I am the Tri-Sista that did not run. It was my kryptonite – I used to run and I gave it up after my hip was replaced. I can swim and bike well but I needed to get back to running to stand a chance keeping up with the other two (both long legged gazelles with mile-eating strides). So I went to the library and got a book on how to run. Old school.
It was a Runner’s World book and it suggested that I do the 30-30 Getting Started plan. This involved 30 runs of 30 minutes over 30 days. You walk for the first 10 minutes, then alternate 30 seconds running with 30 seconds of walking for 15 minutes, and then walk for the last 5 minutes. This seemed just what I was after – a slow gentle way to get moving.

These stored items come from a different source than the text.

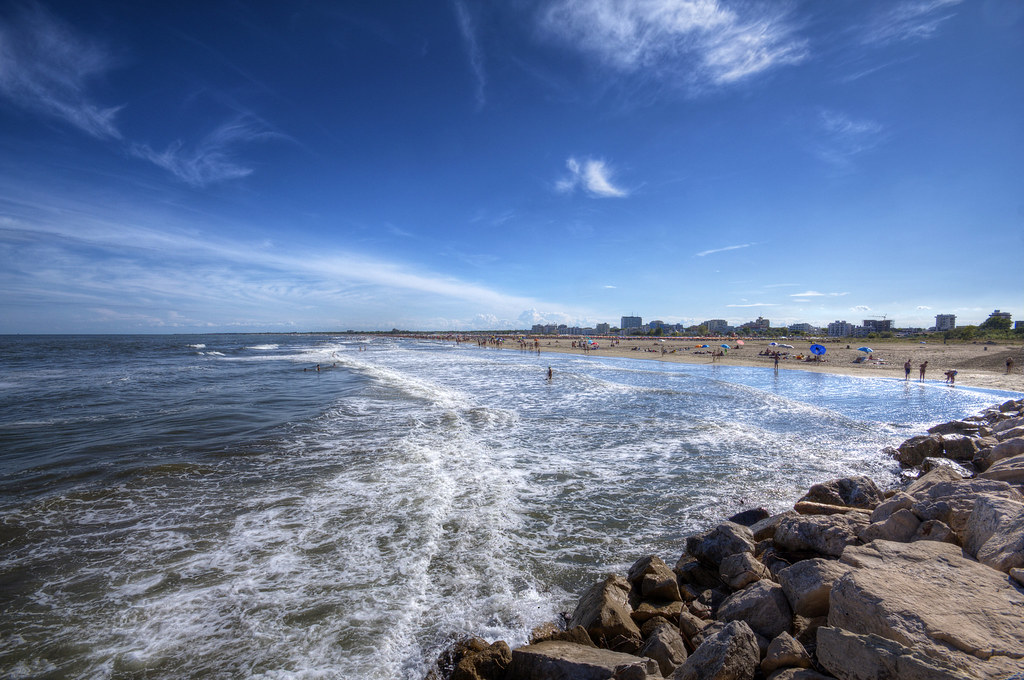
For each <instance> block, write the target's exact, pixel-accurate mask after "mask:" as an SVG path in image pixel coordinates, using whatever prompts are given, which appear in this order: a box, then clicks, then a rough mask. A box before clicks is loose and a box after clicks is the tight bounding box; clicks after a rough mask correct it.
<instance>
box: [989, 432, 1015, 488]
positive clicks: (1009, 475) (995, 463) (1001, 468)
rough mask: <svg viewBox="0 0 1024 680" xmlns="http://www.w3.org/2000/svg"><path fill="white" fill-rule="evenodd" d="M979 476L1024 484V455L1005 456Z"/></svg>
mask: <svg viewBox="0 0 1024 680" xmlns="http://www.w3.org/2000/svg"><path fill="white" fill-rule="evenodd" d="M1014 440H1015V441H1017V439H1014ZM978 476H979V477H981V478H983V479H994V480H996V481H1005V482H1007V483H1010V484H1014V485H1016V486H1020V485H1024V455H1020V456H1013V457H1011V458H1004V459H1002V460H999V461H997V462H996V463H995V464H993V465H992V466H991V467H990V468H988V469H987V470H985V471H984V472H982V473H981V474H979V475H978Z"/></svg>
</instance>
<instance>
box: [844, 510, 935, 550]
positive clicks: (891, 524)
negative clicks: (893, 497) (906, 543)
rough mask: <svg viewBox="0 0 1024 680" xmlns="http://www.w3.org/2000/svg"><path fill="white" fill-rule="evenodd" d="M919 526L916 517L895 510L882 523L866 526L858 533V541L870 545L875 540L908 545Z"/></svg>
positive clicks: (905, 513) (919, 525)
mask: <svg viewBox="0 0 1024 680" xmlns="http://www.w3.org/2000/svg"><path fill="white" fill-rule="evenodd" d="M920 526H921V520H920V519H918V516H916V515H915V514H913V513H912V512H910V511H909V510H907V509H903V510H897V511H896V512H894V513H893V514H892V515H890V516H889V518H888V519H886V520H885V521H882V522H874V523H873V524H868V525H867V526H865V527H864V528H863V529H862V530H861V532H860V535H859V536H860V540H861V541H863V542H864V543H870V542H871V541H874V540H876V539H885V540H886V541H899V542H900V543H909V542H910V540H911V539H912V538H913V537H914V535H915V534H916V532H918V527H920Z"/></svg>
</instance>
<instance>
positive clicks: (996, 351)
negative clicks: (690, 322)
mask: <svg viewBox="0 0 1024 680" xmlns="http://www.w3.org/2000/svg"><path fill="white" fill-rule="evenodd" d="M435 337H436V336H435ZM439 339H445V340H446V338H439ZM539 340H540V347H539V349H540V351H541V352H542V353H543V352H555V353H564V354H577V355H581V356H605V357H613V358H637V359H646V360H654V362H668V363H675V364H713V363H714V364H716V365H721V366H740V367H748V368H768V369H770V368H773V366H774V358H773V357H771V356H768V355H765V354H764V353H762V352H764V351H765V350H768V349H769V348H770V349H771V350H775V349H776V347H777V345H776V346H774V347H773V346H771V345H770V344H769V343H770V342H772V341H770V340H743V343H744V344H743V345H742V346H739V348H738V349H737V348H736V341H735V340H729V341H728V342H725V341H722V340H719V341H715V340H692V339H676V338H666V339H664V341H663V340H659V339H652V338H643V339H640V338H622V339H621V340H620V341H618V342H620V344H618V345H615V346H611V347H609V346H607V342H609V340H608V339H605V338H602V339H601V340H599V341H598V344H599V348H598V349H596V350H586V349H582V348H580V347H572V343H573V342H577V341H578V340H577V339H573V338H569V337H559V338H552V339H547V338H544V337H543V336H542V337H541V338H539ZM476 341H477V340H475V339H473V340H464V341H463V342H476ZM531 341H532V338H529V337H527V342H528V343H530V349H521V351H530V350H531V351H537V349H532V344H531ZM579 341H581V342H582V338H581V339H580V340H579ZM868 342H870V347H871V348H872V349H873V350H874V351H873V352H872V354H871V356H872V358H873V360H871V362H866V360H865V362H864V363H863V364H855V363H854V359H856V358H860V357H865V356H866V354H865V353H864V352H861V351H858V350H857V349H856V347H854V345H853V344H852V343H849V344H848V343H846V342H842V343H833V342H825V343H824V345H825V347H826V352H825V355H824V357H823V360H820V362H814V360H803V359H798V358H796V357H797V356H801V355H802V356H804V357H805V358H806V357H807V356H809V355H810V354H809V351H808V347H809V346H810V344H811V343H810V342H807V341H786V344H791V345H793V348H792V349H790V348H782V349H780V350H779V351H782V352H787V355H786V356H783V357H782V358H781V359H780V360H779V365H778V369H779V371H809V372H812V373H831V374H837V375H846V376H855V377H861V378H890V379H898V380H904V375H905V374H904V368H903V366H904V363H905V362H906V360H910V364H911V371H910V380H909V381H910V382H914V383H916V382H919V377H920V366H921V364H922V363H923V362H928V367H927V369H926V376H925V378H926V380H925V382H926V383H928V384H931V385H935V384H944V376H943V374H944V372H945V371H948V370H954V371H956V372H957V373H956V377H955V385H963V386H966V387H979V388H983V389H994V390H1000V391H1007V392H1017V393H1024V345H1021V344H1017V343H1013V344H1011V343H996V344H982V343H978V344H973V343H972V344H948V345H943V344H924V345H923V344H918V345H912V344H909V343H906V342H893V341H881V342H880V341H868ZM721 344H728V345H729V349H728V350H727V351H726V353H725V354H724V355H723V356H721V357H717V359H716V360H715V362H713V360H712V359H713V356H712V354H710V353H705V352H711V351H712V350H713V349H720V347H719V345H721ZM699 345H709V347H708V348H707V349H702V348H699ZM486 346H488V347H495V345H493V344H487V345H486ZM848 346H849V348H848ZM859 346H865V345H859ZM634 347H636V349H634ZM502 348H503V349H511V350H514V351H520V348H519V347H518V345H517V344H516V341H515V340H513V339H511V338H506V339H505V340H504V342H503V344H502ZM663 349H664V350H665V351H664V353H663V351H662V350H663ZM695 352H701V353H695ZM1008 356H1009V357H1012V358H1013V359H1014V366H1013V370H1012V372H1011V373H1010V374H1007V372H1006V358H1007V357H1008Z"/></svg>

So I did the first few runs in the area around my home and things went well. But when I had to go to South Wales on business for a week the fun really began. I have run along cliffs dotted with sheep at dawn, along the beach with the sun warming my face, puffed up sand dunes and scrambled over castle ruins – all before breakfast. It has been brilliant.
On my last evening I decide to run along the estuary to the castle ruins of Ogmore. I parked my car and puffed along the grass track to the castle. The river, which ran close to the castle, had about 25 big stepping stones leading to a little village I could just see in the distance. Well it seemed like a good idea.
I hopped from one stone to another and thanked my lucky stars that they were not wet and slippy. Laughing at my intrepid behaviour I run/walked on to the village and made friends with a couple of horses and read the information boards along the way. Finally I decided to head back. Now I really should have known that a tidal estuary will tend to flood (being a graduate of a coastal management course and all) but it took me totally by surprise that there were no stepping stones to be seen across the river. Nothing. Nada.
I checked the map. The nearest bridge was about 3 miles away and then I would have to walk back another 3 miles to the car. I stood there dithering. Should I walk or try to cross? There was not a soul in sight – just me and the swans. Panic set in. I will have to cross.
So tucking my car keys in my knickers, I took the plunge. I could just about see the stepping stones and the water came up to my knees. I had to take little leaps from one to another and tried to avoid falling into the waist deep water either side. It was about half way across that the absurdity of my situation hit me and I started giggling. This was adventure. I was having a ball.
Back at the car after an hour of running, soaking wet and feeling massively pleased with myself, all I could think about was how can I get my kit dry so that I can do it again tomorrow?